The official documentation for setting up the Pi as an access point is pretty good, and I followed it up until setting up the bridge between WiFi and the Ethernet interface, since I don't need that and I'm most interested in just using it as a stand-alone offline server with no Internet connection, but your exact requirements for this server being a DHCP server or client on either WiFi or Ethernet and bridging vs routing between them will of course vary.

The way I have it set up, anything that connects to the Pi's WiFi AP will be issued an IP address and can reach the CAD server, but with no Internet access or routing for the clients. The Pi's Ethernet port will still request a DHCP lease from another router, so plugging it into any existing network will still work as usual. With a little more effort, I could at least set it up so that if the Pi had Internet via its Ethernet port, it could share it with any WiFi clients. There's plenty of good tutorials for building your own Linux-based router online, which is what you'd be doing at that point.
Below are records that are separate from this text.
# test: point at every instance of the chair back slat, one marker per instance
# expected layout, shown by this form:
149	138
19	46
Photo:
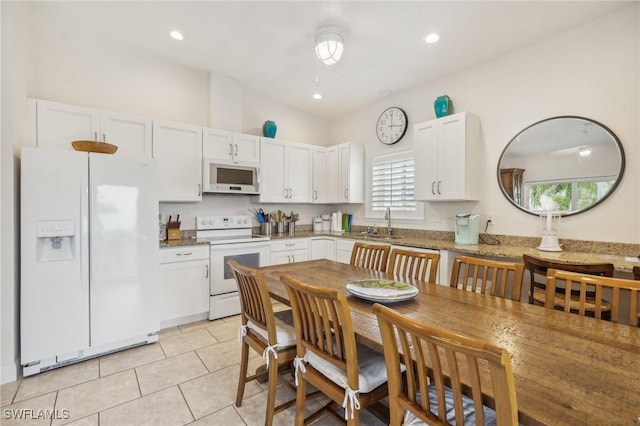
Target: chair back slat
462	364
500	279
414	265
370	256
323	325
255	304
619	289
539	267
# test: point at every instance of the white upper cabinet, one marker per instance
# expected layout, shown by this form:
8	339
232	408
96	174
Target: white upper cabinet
447	157
178	149
228	146
57	125
345	173
319	174
286	172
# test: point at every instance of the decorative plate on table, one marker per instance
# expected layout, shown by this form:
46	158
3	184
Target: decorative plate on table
382	291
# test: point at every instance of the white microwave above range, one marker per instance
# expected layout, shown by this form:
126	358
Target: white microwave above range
230	178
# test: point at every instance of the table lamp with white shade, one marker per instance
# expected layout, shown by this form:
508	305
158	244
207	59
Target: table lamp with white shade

I was a little more assertive than the guide to get local DNS working, and picked a more distinctive subnet than 192.168.0.0/24, since 192.168.0.0 and 192.168.1.0 are two subnets which tend to already be used in places.

  • Raspberry Pi wlan0 IP: 10.44.4.1/24
  • Local domain: eventlan.net
  • WiFi SSID: "GoBox" with password "dispatch"
  • Update the /etc/hosts file so gobox correctly resolves to 10.44.4.1 for other clients instead of 127.0.1.1, which is the default in Raspbian.

So now we really have an entirely stand-alone box that lets you power it up, connect from a few laptops, point their browsers at http://eventlan.net/cad/, and you're up and running.

NTP Server

One last thing that would a nice to have, but I haven't done for this project yet, is having the Pi run an NTP server to synchronize the clients to the Pi, which is a requirement for BlackFlower. This would consist of configuring an NTP server, then advertising it via DHCP by including "dhcp-option = option:ntp-server, 0.0.0.0" in the dnsmasq.conf file.

Two options for how to configure the NTP server would be to copy its time from the RTC hat we've already installed and configured, or attach a GPS receiver and set up the Pi as a strata 1 server. The NTPsec guys have a good whitepaper on setting a Raspberry Pi up as a strata 1 server.

For serious use for an event, I'd say getting a working NTP server is pretty important, but since I'm only planning on using my server for demos thus far, I haven't bothered to go through the steps for this. If I do at some point do this, I'll come back and back-fill that information here.

Conclusion

At this point, this project is still in the workbench lab environment stage, so I have no experience deploying this minimalist of a CAD server for a real event, and can't make any guarantees for what that experience will look like until I try it.  I can't take responsibility for what comes out of anyone trying to use this setup for a real event, but I would be interested in hearing any stories from other amateur organizations on their experience using either BlackFlower or any other CAD system to support events.